Mais les amas de ferrailles, bois et objets en tout genre prennent des allures de monstres lorsque le crépuscule pointe. Et parfois je m’invente des peurs qui ne me lâchent plus de la nuit.
Je sautais du haut de mon frigo. La nuit m’enveloppant, j’eus toutes les peines à retrouver mon chemin dans ce méli-mélo de fatras. La réussite de cette entreprise ne fut pas sans quelques coupures aux bras et aux jambes.
Je retrouvais la nationale qui mène à Epinay et la longeais dans la clarté d’une lune bientôt pleine. J’étais perdu dans mes pensées lorsqu’une voiture me doubla, freina et s’immobilisa sur le bas-côté.
Je distinguais la silhouette d’une femme qui sortait de la voiture et s’approchait de moi.
« Romuald ? »
« Euh…. Oui ! C’est qui ? »
Il ne me semblait pas reconnaître cette voix.
« Approche ! Qu’est-ce que tu fais tout seul ici de nuit ? »
Sa voix semblait plus inquiète que curieuse. En m’approchant je reconnus cette personne.
C’était la mère de Chloé. Je l’avais déjà vue à la sortie des cours et en ville bien sûr. Chloé était assise côté passager et nous regardait.
« Je… je rentrais chez moi. Je me baladais… et… je me suis fait prendre par la nuit ! »
« Mais… tu es blessé ! »
« Hein ! Ah non, c’est rien. Juste quelques égratignures »
« Allez, ne reste pas là, monte, je t’emmène à la maison te soigner et prévenir tes parents que tu vas bien ! »
« Non non, c’est bon, je vais… »
« Taratata ! Il ne sera pas dit que je te laisse ainsi sur le bord de la route. Tu montes ! »
Devant son insistance et sa troublante gentillesse, je m’exécutais. Je montais derrière son siège.

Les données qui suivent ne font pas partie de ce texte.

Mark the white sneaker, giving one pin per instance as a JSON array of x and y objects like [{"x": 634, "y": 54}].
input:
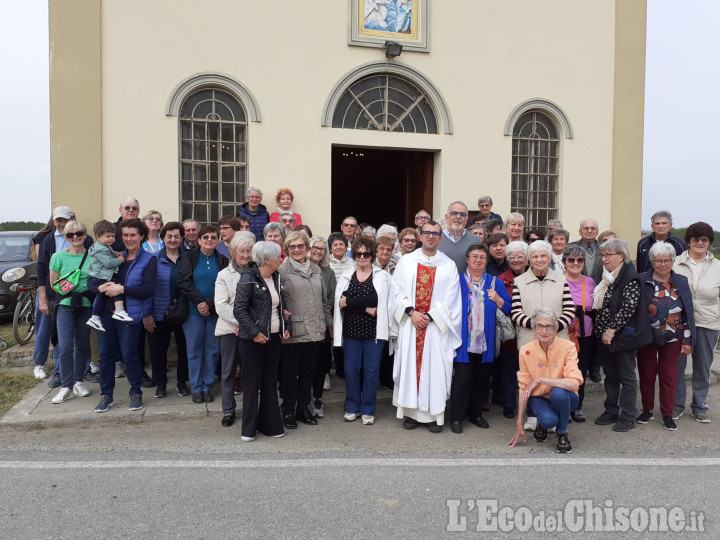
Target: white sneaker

Chloé que je n’avais pas revue depuis la fête me fit un sourire.
« Salut Romuald ! »
« Euh… salut Chloé » dis-je tout penaud.
« T’étais pas en cours hier » me dit-elle.
« Euh… non. J’étais… j’étais à Paris. Dans les rues. Enfin je manifestais quoi ! »
« Mmm ! C’est bien ça » me dit sa mère. « Il faut toujours se battre pour ses convictions ! »
Annabelle, la mère de Chloé m’amena chez elles.
Je n’étais encore jamais venu. Elle soigna mes plaies et appela mes parents qui commençaient à se faire du souci. La gentillesse d’Annabelle me fendait le cœur. De mémoire, on ne m’avait pas traité avec autant d’amour depuis une éternité.
Chloé me raccompagna même jusque devant chez moi.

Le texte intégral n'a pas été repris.